Youri Latortue, ancien sénateur et Joseph Lambert, ancien sénateur…

PORT-AU-PRINCE, jeudi 23 octobre 2025 (RHINEWS)- Les ex-sénateurs Youri Latortue et Joseph Lambert, tous deux anciens présidents du Sénat de la République, ont comparu ce mercredi à la Cour d’appel de Port-au-Prince dans le cadre de l’appel interjeté contre l’ordonnance du juge Marthel Jean-Claude. Celle-ci avait renvoyé le sénateur Joseph Lambert devant le tribunal correctionnel pour entrave à la justice, et le sénateur Youri Latortue devant le tribunal criminel pour détournement de biens publics et prise illégale d’intérêts .

L’audience était présidée par le juge Joseph Jeudilien Fanfan, assisté des magistrats Jean-Claude Dabrezil et Raymond Jn Michel. Le ministère public y était représenté par les magistrats Claude Jean et Rocky Pierre. La défense du sénateur Joseph Lambert était assurée par Mes Éphésien Joassaint et Joseph Claudet Lamour, tandis que celle du sénateur Youri Latortue revenait à Mes Jean Gary Remy et Samuel Madistin .

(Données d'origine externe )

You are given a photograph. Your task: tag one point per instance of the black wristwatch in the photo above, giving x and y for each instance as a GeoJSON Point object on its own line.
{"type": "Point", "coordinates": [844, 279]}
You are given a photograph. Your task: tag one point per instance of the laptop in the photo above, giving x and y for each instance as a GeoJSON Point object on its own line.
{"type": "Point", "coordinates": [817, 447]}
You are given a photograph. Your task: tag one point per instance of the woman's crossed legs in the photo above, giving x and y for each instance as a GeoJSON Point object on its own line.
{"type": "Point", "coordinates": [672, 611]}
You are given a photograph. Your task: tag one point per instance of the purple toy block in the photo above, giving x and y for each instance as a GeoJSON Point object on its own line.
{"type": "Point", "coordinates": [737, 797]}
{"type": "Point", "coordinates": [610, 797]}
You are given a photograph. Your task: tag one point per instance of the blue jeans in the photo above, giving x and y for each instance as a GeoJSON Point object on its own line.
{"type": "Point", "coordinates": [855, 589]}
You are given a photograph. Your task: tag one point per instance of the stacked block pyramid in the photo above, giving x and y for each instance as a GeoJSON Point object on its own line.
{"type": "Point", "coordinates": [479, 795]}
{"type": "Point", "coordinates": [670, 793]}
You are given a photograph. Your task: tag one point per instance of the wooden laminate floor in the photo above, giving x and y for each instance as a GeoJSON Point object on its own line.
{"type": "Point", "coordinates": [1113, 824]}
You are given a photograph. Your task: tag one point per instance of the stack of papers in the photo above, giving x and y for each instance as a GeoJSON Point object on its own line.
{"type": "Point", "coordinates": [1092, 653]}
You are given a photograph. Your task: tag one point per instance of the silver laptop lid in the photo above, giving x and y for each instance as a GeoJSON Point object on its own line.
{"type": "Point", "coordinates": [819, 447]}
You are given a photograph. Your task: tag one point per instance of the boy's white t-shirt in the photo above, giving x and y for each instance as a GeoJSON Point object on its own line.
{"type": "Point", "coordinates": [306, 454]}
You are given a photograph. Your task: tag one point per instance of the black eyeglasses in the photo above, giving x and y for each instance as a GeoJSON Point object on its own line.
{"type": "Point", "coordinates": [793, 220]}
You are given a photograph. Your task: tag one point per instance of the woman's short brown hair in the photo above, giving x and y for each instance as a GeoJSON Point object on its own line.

Le ministère public a rappelé les origines du dossier. « Tout a commencé en mars 2021 », a expliqué l’un des représentants du parquet, « à la suite d’une dénonciation sur les réseaux sociaux relative à des chèques d’un montant de deux cent quarante mille quatre cent soixante-six gourdes et soixante-sept centimes (244 166,67 Gdes), émis au nom de Mme Carmen Immacula Cantave, mère du sénateur Youri Latortue, agissant comme coordonnatrice de son bureau départemental ». L’Unité de Lutte Contre la Corruption (ULCC) avait décidé d’ouvrir une enquête pour vérifier la nature et la légalité de l’émission de ces chèques .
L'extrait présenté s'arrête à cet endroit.